Mittwoch, 29. Mai 2013: Tägerwilen
Einiges frühlingshafter war es am 29. Mai in Tägerwilen. Peter Giger, der die Ortsgeschichte von Tägerwilen mit einem Historikerteam zusammen erforscht hat, begrüsste uns vor der erhöht gelegenen reformierten Kirche – mit Blick zum Seerücken und zum Tägerwiler Wald. Auf acht und einer halben Statione eröffnete uns Peter Giger interessante Einblicke in das Leben der Dorfgemeinschaft im Mittelalter, die Geschichte der zahlreichen Mühlen, die Industrialisierung des 19. Jahrhunderts und die wechselhafte Grenzgeschichte im Tägermoos. Dass der Ururenkel des umtriebigen Tägerwiler Bürgers und Regierungsrats Johann Konrad Egloff an diesem Abend als Besucher anwesend war, liess die Egloffsche Familiengeschichte auch noch in Fleisch und Blut erstehen. Besonders eindrücklich war der Spaziergang von der Kirche in den alten, am Bach gelegenen Dorfkern Tägerwilens. Nur die wenigsten von uns wussten, dass man abseits der Neubauquartiere und der Hauptstrasse das ursprüngliche Handwerker- und Bauerndorf noch entdecken kann. Allein der Gang durch diese dörfliche Idylle war die Reise wert. So lieblich wie der alte Dorfkern war das Wetter allerdings nicht. So konnten wir den Abend leider nicht im Biergarten ausklingen lassen. Schön war’s alleweil.

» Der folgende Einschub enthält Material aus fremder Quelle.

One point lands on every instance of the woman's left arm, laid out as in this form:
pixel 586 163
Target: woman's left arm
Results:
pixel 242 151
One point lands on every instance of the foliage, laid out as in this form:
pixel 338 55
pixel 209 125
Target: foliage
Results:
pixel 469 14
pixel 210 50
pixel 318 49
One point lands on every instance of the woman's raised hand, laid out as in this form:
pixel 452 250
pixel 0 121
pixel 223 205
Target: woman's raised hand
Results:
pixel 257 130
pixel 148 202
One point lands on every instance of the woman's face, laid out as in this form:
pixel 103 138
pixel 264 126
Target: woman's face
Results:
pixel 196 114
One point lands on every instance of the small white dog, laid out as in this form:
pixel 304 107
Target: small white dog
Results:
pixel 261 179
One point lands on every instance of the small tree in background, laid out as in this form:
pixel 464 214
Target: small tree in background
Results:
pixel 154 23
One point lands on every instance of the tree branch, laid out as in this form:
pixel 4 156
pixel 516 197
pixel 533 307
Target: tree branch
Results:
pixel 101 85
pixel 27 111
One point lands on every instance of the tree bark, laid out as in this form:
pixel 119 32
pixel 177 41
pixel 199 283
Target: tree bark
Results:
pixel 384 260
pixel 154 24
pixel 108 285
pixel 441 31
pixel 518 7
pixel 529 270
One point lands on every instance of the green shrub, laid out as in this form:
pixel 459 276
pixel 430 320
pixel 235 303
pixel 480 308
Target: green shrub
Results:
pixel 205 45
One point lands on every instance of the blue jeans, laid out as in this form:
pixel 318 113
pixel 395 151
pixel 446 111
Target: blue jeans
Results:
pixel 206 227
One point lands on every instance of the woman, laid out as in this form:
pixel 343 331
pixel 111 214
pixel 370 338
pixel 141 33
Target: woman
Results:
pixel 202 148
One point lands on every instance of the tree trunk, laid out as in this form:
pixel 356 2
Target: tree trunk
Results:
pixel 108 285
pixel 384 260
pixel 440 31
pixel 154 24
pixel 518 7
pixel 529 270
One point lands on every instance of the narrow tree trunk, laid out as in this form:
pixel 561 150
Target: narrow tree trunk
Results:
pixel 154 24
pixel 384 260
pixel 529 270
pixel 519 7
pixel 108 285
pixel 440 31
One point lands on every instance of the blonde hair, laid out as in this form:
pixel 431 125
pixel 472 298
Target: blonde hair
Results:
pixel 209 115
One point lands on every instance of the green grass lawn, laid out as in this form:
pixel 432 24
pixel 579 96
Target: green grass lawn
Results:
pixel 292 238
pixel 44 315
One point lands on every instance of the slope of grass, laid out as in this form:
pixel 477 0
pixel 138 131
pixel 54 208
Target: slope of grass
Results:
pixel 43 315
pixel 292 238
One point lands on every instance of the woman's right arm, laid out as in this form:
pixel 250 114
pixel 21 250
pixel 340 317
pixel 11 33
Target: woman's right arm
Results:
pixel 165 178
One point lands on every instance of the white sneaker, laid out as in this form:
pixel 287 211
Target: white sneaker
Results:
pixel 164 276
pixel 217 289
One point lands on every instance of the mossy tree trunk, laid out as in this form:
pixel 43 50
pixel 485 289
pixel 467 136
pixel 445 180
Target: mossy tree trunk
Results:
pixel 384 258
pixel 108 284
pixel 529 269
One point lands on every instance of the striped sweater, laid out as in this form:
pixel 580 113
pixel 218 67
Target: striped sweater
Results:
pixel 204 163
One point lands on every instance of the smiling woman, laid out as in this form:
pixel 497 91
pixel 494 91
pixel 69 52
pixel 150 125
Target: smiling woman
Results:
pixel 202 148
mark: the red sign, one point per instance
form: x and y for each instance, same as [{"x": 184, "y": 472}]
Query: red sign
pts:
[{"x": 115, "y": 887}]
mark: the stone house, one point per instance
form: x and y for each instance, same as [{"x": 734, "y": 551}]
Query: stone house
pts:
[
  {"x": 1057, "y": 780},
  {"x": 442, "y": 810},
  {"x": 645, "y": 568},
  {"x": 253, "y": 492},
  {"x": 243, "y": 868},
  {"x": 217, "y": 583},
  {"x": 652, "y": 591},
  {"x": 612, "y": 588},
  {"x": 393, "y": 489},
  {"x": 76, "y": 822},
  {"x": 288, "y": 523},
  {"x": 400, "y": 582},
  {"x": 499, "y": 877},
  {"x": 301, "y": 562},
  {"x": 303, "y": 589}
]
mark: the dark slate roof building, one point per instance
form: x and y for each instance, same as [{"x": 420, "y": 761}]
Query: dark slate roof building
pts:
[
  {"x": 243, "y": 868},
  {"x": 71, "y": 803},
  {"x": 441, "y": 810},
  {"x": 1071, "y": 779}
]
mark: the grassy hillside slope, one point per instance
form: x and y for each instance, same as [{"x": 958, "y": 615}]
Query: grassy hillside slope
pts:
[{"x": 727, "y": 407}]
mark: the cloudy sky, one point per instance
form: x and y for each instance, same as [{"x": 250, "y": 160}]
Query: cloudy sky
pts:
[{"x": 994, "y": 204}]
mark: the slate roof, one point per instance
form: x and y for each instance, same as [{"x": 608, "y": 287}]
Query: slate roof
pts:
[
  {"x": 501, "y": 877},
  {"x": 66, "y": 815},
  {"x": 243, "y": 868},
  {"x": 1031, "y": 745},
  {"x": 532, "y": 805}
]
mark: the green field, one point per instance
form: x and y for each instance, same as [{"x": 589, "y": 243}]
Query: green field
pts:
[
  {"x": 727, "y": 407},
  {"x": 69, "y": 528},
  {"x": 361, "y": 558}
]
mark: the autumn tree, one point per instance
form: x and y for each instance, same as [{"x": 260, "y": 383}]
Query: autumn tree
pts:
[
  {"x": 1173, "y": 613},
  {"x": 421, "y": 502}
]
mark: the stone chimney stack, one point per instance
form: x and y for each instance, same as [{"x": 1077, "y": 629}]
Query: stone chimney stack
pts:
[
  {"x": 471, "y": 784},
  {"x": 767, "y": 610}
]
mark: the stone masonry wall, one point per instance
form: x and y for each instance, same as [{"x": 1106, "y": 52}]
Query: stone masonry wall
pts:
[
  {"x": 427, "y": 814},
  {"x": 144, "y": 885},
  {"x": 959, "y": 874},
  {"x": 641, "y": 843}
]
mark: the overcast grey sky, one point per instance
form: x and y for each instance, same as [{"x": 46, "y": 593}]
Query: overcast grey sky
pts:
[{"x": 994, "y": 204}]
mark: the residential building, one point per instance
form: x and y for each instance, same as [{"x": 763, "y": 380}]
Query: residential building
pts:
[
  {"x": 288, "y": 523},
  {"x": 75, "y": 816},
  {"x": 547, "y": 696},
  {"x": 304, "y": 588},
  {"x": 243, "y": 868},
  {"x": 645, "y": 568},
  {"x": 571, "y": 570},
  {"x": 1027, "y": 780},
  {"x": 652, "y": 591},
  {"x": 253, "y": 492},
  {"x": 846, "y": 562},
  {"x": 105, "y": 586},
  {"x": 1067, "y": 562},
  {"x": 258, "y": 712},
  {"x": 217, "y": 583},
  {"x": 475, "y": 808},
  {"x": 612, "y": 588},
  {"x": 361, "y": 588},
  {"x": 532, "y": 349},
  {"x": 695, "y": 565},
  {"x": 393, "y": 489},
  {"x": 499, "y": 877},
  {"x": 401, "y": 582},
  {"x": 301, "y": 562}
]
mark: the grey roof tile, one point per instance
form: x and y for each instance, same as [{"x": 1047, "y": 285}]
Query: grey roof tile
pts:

Donnerstag, 6. Juni 2013: Zezikon
Definitiv brach der Sommer 2013 am 6. Juni in Zezikon aus. Es war ein prächtiger Abend, an dem nicht nur der Historische Verein, sondern auch sämtliche Landwirte mit ihren Erntemaschinen unterwegs waren. Hans Matthey, Gemeindeammann und ehemaliger Sekundarlehrer, der vor Jahren eine Untersuchung über die von Landwirtschaft, Heimarbeit und Armut geprägte Geschichte Zezikons verfasst hatte, begrüsste uns am Ortseingang. Der Weg führte uns zuerst durch das Dorf mit den alten Mehrzweckbauernhäusern, die in wirtschaftlich guten Zeiten ausgebaut oder aufgestockt wurden, den zwei Wirtschaften, die sich gegenseitig die Kundschaft abjagten und einer Käserei, die in allen Thurgauer Bauerndörfern den (land-)wirtschaftlichen Aufschwung um 1900 markiert. Dass die Bevölkerung Zezikons nicht an Führungen gewohnt ist, zeigte sich an den Stubenvorhängen, die kurz zur Seite geschoben wurde. Eigentlich erstaunlich, denn eine solche Führung in die Tiefen des Thurgaus müsste Pflicht sein. Zu jedem Haus wusste Hans Matthey vieles über alt eingesessene Familien, Konkurse und langjährige Amtsträger zu berichten. Nach dem Weg durch den Rebberg, der heute ein Einfamilienhausquartier ist, erreichten wir den Hof Wildern. Von hier bot sich uns ein wunderbarer Blick über das frühsommerliche Lauchetal und darüber hinweg. Nicht weniger eindrücklich war der abschliessende Besuch bei Frau Füllemann im Restaurant Biene in Maltbach, wo wir diesen prächtigen Abend bei einem Saft und einem kalten Plättli ausklingen liessen.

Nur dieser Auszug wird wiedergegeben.